Still, Saudi authorities say they refuse to change their policies — although Ministry of Interior spokesman Mansour al-Turki says officials might take more precautions the next time a militant wants to turn himself in.

The prince would still meet with a militant, Turki says, but perhaps in his office or in the ministry.

Beyond security logistics, other challenges remain. The U.S. Government Accountability Office recently released a report that said while funding for terrorism is waning inside Saudi Arabia, private Saudis still fund militants outside the country.

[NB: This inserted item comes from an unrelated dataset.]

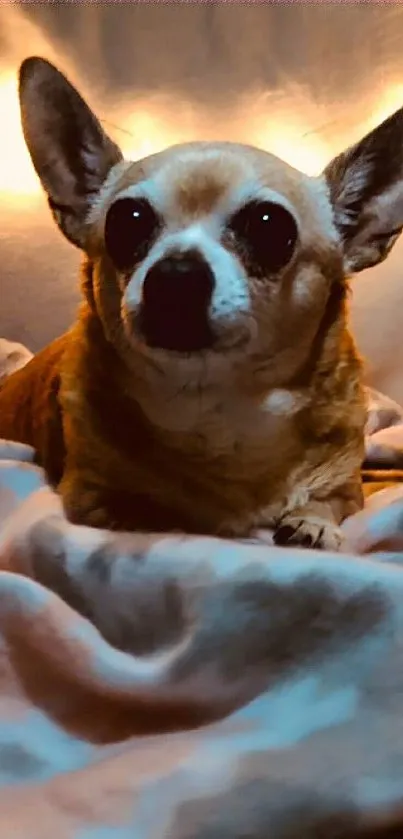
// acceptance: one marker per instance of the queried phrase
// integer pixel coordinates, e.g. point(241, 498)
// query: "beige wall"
point(301, 80)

And, as al-Qaida members regroup in Yemen, the report said the Saudis need to do more to fortify their border.

The Saudi-Yemeni border spans hundreds of miles. Some posts are well-fortified, but that is not the case farther away from cities and towns, where there is less — and in some cases, no — control at the border.

Just this week near the Yemeni border, a group of suspected militants fired at Saudi police at a checkpoint. Officials said the men were wearing women's clothing to conceal explosive vests and were transporting more weapons in their vehicle. Police shot and killed two militants and arrested a third.

Boucek of the Carnegie Endowment acknowledges that sometimes a hard approach is necessary for the most violent militants. But the soft approach is also effective, he says, especially when dealing with impressionable young men who might have thought about committing violence but never had a chance to do it.